Z-IETD-FMK inhibits T cell proliferation induced by PHA or anti-CD3 plus anti-CD28 without toxicity of resting T cells. The mechanism of this inhibition of Z-IETD-FMK has been proved not through the effect on IL-2 secretion or IFN-γ production but the decrease of CD25 expression. Experiments show that Z-IETD-FMK has no effect on normal cell growth when there is no activation signal. Z-IETD-FMK has also been found to significantly inhibit NF-κB activation when the concentration is 100μM [1].
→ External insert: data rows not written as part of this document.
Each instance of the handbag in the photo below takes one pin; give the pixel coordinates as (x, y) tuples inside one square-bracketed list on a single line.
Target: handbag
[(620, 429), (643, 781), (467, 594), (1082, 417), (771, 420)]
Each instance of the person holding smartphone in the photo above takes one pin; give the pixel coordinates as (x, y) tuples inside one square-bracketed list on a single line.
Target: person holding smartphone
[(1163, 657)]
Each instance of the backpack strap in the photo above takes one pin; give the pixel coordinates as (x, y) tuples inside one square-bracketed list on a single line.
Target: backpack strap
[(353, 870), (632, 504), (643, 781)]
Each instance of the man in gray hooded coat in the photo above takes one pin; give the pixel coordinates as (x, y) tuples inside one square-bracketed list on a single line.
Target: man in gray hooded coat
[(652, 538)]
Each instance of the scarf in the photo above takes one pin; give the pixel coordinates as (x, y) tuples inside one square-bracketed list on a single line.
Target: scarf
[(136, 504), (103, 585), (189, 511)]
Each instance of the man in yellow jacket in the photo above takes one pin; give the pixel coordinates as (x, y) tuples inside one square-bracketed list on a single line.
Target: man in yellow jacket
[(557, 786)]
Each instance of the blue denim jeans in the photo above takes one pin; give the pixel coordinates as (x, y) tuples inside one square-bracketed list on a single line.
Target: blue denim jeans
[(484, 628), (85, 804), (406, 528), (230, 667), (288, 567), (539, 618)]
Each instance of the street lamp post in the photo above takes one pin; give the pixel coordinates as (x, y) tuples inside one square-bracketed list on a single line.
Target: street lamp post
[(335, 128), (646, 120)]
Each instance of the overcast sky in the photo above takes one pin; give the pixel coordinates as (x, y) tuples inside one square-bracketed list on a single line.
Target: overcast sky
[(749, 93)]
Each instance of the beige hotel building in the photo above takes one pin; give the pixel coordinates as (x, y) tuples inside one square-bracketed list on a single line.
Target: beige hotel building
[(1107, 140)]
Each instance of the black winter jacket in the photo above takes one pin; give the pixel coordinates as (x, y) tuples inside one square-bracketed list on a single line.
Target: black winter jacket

Apart from the ability of inhibiting cell proliferation, Z-IETD-FMK is reported to inhibit TRAIL-mediated killing in cells. It protects the procaspases 9, 2, and 3, and protects PARP to a similar extent in both HCT116 and SW480 cells [2].
参考文献:
[1] C.P. Lawrence, S.C. Chow. Suppression of human T cell proliferation by the caspase inhibitors, z-VAD-FMK and z-IETD-FMK is independent of their caspase inhibition properties. Toxicology and Applied Pharmacology. 2012, 265: 103-112.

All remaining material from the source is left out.